The speed of search engines that select documents matching your search query, from among billions of documents, might amaze you. The engines don’t do this by going through every one of these billions of documents. Instead, they search the words you entered in an index already created, and display the documents that contain these words.
The type of index that lists words and then the documents against each word is known as an inverted list index. It is .inverted. because straightforward indexing would have listed the documents first, and then the words in each document. However, such forward indexing would make it immensely more difficult to list all the documents that contain your search words.
Based on the search-engine example above, the purpose of indexing is to facilitate subsequent retrieval. Without an efficient index, it will simply be impossible to find what you want from the huge mass of information available on the Web, for example.
The primary search engines typically do ‘full-text’ indexing, i.e. they go through all the words in each document and index the document against all these words (except perhaps common words like ‘the’).
Full-text indexing is not the only kind of indexing. Documents can be indexed by the metadata (data about the content of the document) attached to each document. For example, documents can be tagged with their main topic, date of creation, author, etc. at the time they are created, and then indexed on such metadata.
Full-text index files need a great deal of space, whereas indexing on metadata can reduce the space requirements dramatically. However, metadata indexing requires the searchers to have some idea about the kind of metadata that can bring up the document they are looking for, such as the date of its creation or a unique identifier.
Indexing is particularly important for unstructured data, such as e-mails, market research reports, correspondence, etc. Structured data such as sales invoices of a business are stored in databases that have their own document-retrieval algorithms.
Document management systems might be able to extract metadata automatically from documents. DMS systems might also make it possible to create metadata in a standardized and structured fashion, say by a barcode that contains certain standard details.
Document retrieval against search queries often becomes difficult because the searcher might not know exactly how to specify the search query. In such a case, broad search queries might be used and these return numerous documents. It then becomes necessary to rank the documents in an order of apparent relevance to the query.
Relevance-based ranking can become inaccurate if the documents are not structured in a manner to enable accurate identification of their topic. This is what happens when webmasters stuff keyword phrases in their pages. To cope with such problems, semantic indexing looks at a number of words in the document to identify its topic.
Scientific documents might be indexed using the scientific notations with their unique syntax, instead of the natural-language content of the documents.
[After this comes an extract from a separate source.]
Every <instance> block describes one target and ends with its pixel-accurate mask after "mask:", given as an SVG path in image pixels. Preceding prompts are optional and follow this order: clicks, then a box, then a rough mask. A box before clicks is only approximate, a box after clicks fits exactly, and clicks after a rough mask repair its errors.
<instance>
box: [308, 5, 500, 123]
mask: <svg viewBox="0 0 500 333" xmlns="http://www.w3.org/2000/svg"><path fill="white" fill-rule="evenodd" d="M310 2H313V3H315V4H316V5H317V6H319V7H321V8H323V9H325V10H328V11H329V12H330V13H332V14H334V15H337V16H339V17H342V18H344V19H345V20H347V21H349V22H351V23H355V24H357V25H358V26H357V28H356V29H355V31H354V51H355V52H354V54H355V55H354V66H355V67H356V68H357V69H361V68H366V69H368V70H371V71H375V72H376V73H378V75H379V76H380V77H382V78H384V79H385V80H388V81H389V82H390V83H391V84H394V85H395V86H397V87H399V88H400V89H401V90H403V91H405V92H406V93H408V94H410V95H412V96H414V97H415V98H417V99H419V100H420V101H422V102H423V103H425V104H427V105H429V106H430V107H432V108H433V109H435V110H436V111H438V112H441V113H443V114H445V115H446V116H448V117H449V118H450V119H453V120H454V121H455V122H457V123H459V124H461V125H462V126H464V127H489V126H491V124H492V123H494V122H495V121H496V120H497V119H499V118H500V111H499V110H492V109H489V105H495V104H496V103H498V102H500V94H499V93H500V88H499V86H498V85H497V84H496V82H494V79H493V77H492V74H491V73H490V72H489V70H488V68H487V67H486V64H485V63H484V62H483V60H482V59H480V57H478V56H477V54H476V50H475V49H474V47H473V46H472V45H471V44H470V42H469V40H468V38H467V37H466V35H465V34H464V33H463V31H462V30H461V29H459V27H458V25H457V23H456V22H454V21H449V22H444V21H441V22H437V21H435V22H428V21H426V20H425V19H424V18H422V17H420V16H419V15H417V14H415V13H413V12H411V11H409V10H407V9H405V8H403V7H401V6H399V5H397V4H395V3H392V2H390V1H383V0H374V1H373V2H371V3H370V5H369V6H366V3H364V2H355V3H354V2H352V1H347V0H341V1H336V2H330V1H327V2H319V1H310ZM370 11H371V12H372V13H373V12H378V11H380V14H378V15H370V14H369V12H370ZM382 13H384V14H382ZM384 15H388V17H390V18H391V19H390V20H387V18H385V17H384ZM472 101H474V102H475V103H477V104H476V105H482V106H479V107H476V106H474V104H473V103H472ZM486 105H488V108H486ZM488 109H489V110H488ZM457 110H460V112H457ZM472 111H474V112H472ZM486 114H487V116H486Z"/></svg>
This can improve the relevance of search results.
Document management systems often work with scanned document images. Indexing programs will not be able to read the text in images as such. The imaged documents are processed further using Optical Character Recognition (OCR) programs that convert the image into machine-readable text. The accuracy of the OCR programs will then determine the quality of the index.
In addition to indexing, electronic document management systems typically use well-organized directories to help speed up retrieval of desired documents. Users browse to the relevant directory and retrieve the right document instead of having to go through a list of documents brought up by search queries.
Document indexing is a powerful technique to aid subsequent retrieval of documents from repositories that contain thousands of documents. Documents might be indexed by their full-text content (so that they can be retrieved by any word in the content) or by metadata attached to the document such as a unique identifier, date of creation, or the main topic of the document.